NAR passed its first formal equal-opportunity policy in 1972 — four years after the Fair Housing Act. In 2020 it launched ACT!. It now actively supports the Mapping Housing Discrimination Act federally and helped champion Washington's Covenant Homeownership Program at the state level.

What that looks like on the ground

Fair Housing Month isn't compliance theater. The association REALTORS® belong to spent decades on the wrong side of this, changed course, and is asking every agent to know the history and carry the conversation forward. In Pierce County the tools are unusually good — the UW project, the Pierce County modification form, the WA Covenant program. Agents following fair housing know they exist and know when to reach for them.

Final check

A client asks: "My deed has racist language in it — does that mean I can't sell my house?" What's true?

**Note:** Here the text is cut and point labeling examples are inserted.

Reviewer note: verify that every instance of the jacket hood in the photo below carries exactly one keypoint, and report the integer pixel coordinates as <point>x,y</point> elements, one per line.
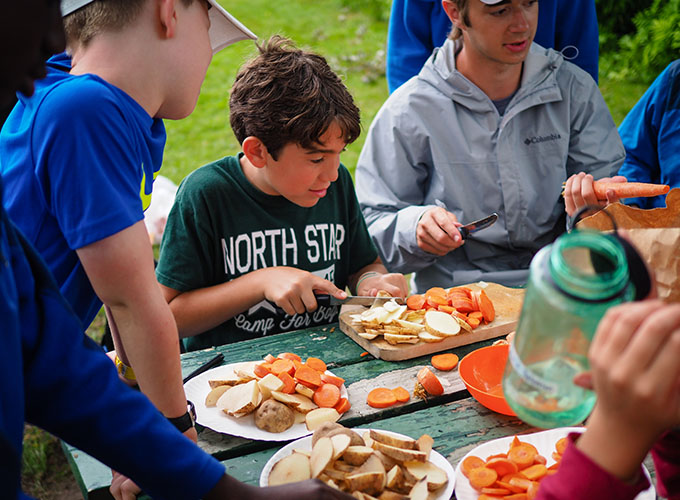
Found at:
<point>440,71</point>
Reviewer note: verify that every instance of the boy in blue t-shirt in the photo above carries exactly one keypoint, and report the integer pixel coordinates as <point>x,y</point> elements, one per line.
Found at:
<point>280,220</point>
<point>78,159</point>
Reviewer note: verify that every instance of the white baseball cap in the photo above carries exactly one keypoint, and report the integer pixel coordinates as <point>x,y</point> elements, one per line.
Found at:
<point>225,29</point>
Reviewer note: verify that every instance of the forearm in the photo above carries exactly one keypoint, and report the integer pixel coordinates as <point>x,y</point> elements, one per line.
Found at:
<point>199,310</point>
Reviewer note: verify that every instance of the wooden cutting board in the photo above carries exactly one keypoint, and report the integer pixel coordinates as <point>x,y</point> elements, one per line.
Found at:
<point>507,303</point>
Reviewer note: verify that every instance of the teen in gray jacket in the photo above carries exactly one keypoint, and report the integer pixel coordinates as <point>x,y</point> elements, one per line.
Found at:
<point>493,123</point>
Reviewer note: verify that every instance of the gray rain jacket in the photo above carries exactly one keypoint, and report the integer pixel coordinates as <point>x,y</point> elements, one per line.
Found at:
<point>439,139</point>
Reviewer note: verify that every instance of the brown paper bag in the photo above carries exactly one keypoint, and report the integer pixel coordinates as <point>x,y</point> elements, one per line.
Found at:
<point>656,235</point>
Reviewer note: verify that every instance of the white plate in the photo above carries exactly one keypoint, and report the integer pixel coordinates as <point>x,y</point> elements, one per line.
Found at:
<point>305,443</point>
<point>198,388</point>
<point>544,442</point>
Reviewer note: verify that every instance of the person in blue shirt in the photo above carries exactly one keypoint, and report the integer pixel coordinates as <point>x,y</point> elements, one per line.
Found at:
<point>651,135</point>
<point>418,26</point>
<point>52,375</point>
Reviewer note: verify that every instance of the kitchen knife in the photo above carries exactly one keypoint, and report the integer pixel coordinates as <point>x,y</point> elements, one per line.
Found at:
<point>477,225</point>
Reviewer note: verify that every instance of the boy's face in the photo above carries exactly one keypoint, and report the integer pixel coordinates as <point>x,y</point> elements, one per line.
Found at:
<point>30,32</point>
<point>501,33</point>
<point>302,175</point>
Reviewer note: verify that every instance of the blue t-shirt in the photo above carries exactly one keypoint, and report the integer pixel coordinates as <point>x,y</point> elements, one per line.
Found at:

C is correct. Shelley v. Kraemer (1948) made these covenants judicially unenforceable. The Fair Housing Act (1968) and Washington state law made the practice itself illegal. Today, Pierce County's restrictive covenant modification process lets current owners disavow the discriminatory language without altering title insurability — a clean, straightforward piece of client service.
The gap, today — Pierce County

A 32-point homeownership gap that income alone can't explain.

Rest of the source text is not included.